Tu sais, quand tu te fais du mal, c'est comme si c'était à moi que tu en faisais".

- Nicolas (le fils), avec la froideur des reproches :" Et toi, quand tu as fait du mal à maman, c'est à moi que tu en as fait." 

L'auteur

Florian Zeller publie à 22 ans son premier roman, Neiges artificielles, qui a reçu le prix de la fondation Hachette. En 2003 , il publie son deuxième roman, Les Amants du n'importe quoi, puis La Fascination du pire l’année suivante, qui remporte le Prix Interallié; et La Jouissance, en 2012. 

C’est au théâtre qu’il connaît ses plus grands succès. Il crée L'Autre en 2004, puis Le Manège (2005), Si tu mourais (2006 avec Catherine Frot), et Elle t'attend (2008 avec Laetitia Casta). 
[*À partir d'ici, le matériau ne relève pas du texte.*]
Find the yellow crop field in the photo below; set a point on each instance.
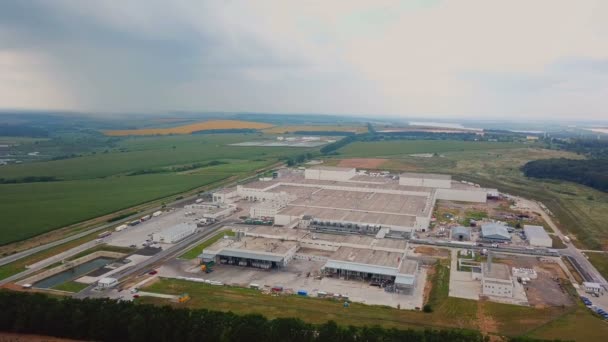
(290, 129)
(188, 129)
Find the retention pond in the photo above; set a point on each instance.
(73, 273)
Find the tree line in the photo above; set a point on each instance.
(109, 320)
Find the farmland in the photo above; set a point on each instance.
(406, 147)
(34, 208)
(191, 128)
(136, 170)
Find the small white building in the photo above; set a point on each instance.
(174, 233)
(537, 236)
(106, 283)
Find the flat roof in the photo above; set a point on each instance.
(251, 245)
(278, 232)
(367, 257)
(331, 168)
(425, 175)
(365, 201)
(346, 215)
(408, 266)
(497, 271)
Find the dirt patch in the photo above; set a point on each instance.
(362, 163)
(428, 284)
(431, 251)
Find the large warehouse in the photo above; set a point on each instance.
(342, 199)
(537, 236)
(250, 251)
(374, 265)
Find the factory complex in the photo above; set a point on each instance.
(356, 224)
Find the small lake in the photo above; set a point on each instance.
(72, 273)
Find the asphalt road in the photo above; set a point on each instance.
(26, 253)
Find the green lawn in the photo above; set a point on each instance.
(448, 312)
(406, 147)
(71, 286)
(196, 251)
(33, 208)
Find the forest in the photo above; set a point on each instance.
(109, 320)
(589, 172)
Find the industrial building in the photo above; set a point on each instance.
(461, 233)
(355, 257)
(175, 233)
(342, 199)
(537, 236)
(250, 251)
(372, 265)
(495, 232)
(496, 280)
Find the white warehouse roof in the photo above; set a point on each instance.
(495, 231)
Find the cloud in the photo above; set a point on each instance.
(543, 58)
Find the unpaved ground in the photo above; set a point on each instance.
(362, 163)
(486, 323)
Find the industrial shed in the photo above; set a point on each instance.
(537, 236)
(372, 265)
(461, 233)
(495, 232)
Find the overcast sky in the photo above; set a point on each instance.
(452, 58)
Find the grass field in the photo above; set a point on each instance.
(448, 312)
(97, 184)
(34, 208)
(188, 129)
(141, 153)
(197, 250)
(406, 147)
(314, 128)
(71, 286)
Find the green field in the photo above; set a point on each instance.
(98, 183)
(34, 208)
(141, 153)
(406, 147)
(197, 250)
(600, 261)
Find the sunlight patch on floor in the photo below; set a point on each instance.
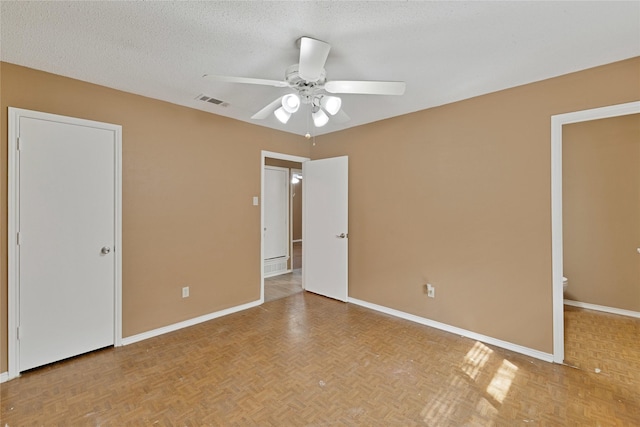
(501, 381)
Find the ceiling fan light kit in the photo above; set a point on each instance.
(308, 80)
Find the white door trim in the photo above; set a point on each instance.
(263, 156)
(13, 198)
(557, 122)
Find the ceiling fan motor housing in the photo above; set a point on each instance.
(306, 90)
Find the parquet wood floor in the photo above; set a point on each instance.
(309, 361)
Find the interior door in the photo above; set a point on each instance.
(325, 227)
(66, 274)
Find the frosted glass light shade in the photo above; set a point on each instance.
(320, 118)
(282, 115)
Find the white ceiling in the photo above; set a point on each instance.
(444, 51)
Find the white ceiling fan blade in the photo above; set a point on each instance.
(365, 87)
(341, 117)
(264, 113)
(246, 80)
(313, 55)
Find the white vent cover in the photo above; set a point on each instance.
(211, 100)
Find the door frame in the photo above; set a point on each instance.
(557, 266)
(287, 207)
(280, 156)
(13, 198)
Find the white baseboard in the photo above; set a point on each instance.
(170, 328)
(604, 308)
(547, 357)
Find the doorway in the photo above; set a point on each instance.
(557, 123)
(282, 285)
(65, 265)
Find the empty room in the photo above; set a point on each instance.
(320, 213)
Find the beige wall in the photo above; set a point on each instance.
(188, 182)
(459, 196)
(601, 211)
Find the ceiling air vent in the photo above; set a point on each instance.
(210, 100)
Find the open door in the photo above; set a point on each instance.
(325, 227)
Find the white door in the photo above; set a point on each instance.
(276, 212)
(66, 223)
(325, 227)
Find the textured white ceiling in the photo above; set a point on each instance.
(444, 51)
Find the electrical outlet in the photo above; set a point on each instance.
(431, 291)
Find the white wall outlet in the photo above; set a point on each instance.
(431, 291)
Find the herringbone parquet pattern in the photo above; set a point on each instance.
(310, 361)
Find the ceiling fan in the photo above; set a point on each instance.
(308, 79)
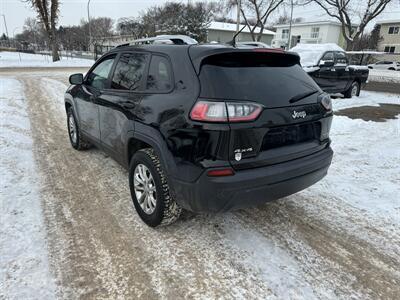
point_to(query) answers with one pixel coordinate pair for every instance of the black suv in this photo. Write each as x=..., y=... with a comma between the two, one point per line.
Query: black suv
x=203, y=127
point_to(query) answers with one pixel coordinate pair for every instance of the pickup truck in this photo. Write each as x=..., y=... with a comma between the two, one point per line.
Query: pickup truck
x=328, y=65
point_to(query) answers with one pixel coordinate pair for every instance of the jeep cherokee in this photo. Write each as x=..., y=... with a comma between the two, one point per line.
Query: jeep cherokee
x=203, y=127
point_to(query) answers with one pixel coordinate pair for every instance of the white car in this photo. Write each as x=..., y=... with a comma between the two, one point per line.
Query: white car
x=385, y=65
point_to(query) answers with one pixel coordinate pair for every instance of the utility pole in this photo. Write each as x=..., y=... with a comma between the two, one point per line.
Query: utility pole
x=290, y=26
x=5, y=25
x=14, y=36
x=90, y=33
x=238, y=15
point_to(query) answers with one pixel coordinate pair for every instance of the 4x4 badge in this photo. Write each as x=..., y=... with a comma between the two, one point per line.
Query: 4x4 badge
x=299, y=114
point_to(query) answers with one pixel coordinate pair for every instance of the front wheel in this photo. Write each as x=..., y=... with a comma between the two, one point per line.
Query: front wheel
x=150, y=191
x=353, y=91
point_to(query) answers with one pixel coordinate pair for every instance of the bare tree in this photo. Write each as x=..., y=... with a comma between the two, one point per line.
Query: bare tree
x=256, y=14
x=345, y=12
x=47, y=11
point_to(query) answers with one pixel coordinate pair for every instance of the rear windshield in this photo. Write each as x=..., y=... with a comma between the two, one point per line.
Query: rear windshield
x=254, y=76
Sa trilogie familiale est jouée par de grands acteurs :  Catherine Hiegel (ancienne sociétaire de la Comédie Française) interprète La Mère en septembre 2010, rôle pour lequel elle reçoit le Molière de la meilleure comédienne. En 2012, Le Père est joué par Robert Hirsh, qui triomphe durant trois ans et obtient trois Molières en 2014. Il jouera également en 2016 Avant de s'envoler, au Théâtre de l’œuvre. En 2011, Pierre Arditi a créé au théâtre Montparnasse sa sixième pièce, La Vérité, puis Le Mensonge en 2015. Fabrice Luchini interprètera Une heure de tranquillité en 2013 et enfin, Daniel Auteuil crée L'Envers du décor en 2016.